Parties to an HMA are advised to consider the following aspects when negotiating the dispute mechanism under the HMA:
- Mediation/pre-arbitral dispute resolution with express steps and timelines to engage and complete (if such pre-arbitral steps are appropriate in the circumstances and there is no suggestion that such a mechanism could be used to cause delay);
- Clear trigger point(s) for dispute resolution proceedings; and
- Recognised dispute resolution mechanism, seat, arbitral institution, governing law and procedures governing administrative matters such as tribunal selection.

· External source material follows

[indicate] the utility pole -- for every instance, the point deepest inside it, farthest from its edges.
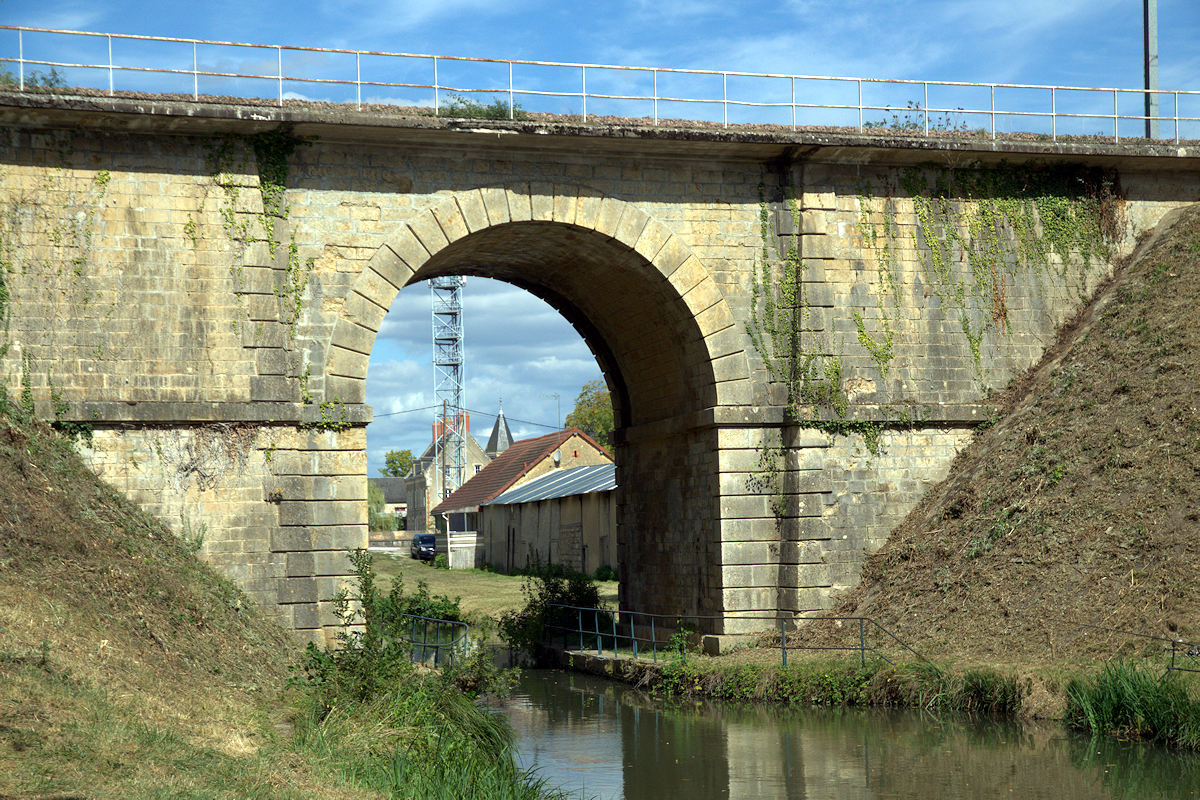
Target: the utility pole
(1150, 40)
(558, 409)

When selecting which jurisdiction’s laws govern the HMA, the parties should opt for an advanced and developed (and therefore predictable) jurisdiction that is known to both parties and one which is arbitration-friendly (if applicable). Given the complex nature of HMAs, parties to an HMA should look to achieve clarity and consistency in their choice of dispute resolution forum and governing law. Practicality should ideally play a part in this choice as well as language and ease of enforceability of judgments or arbitral awards.
Conclusion
A functional HMA is usually one that has been robustly negotiated by the parties at the outset of the commercial relationship. Beginning a commercial relationship by carefully considering what could go wrong is often something parties are reluctant to do but if handled properly by specialists who understand the detail and nuance of the points raised in this article, doing so can avoid disputes arising altogether or at least save time and costs if they do, increasing the chances of preserving the relationship.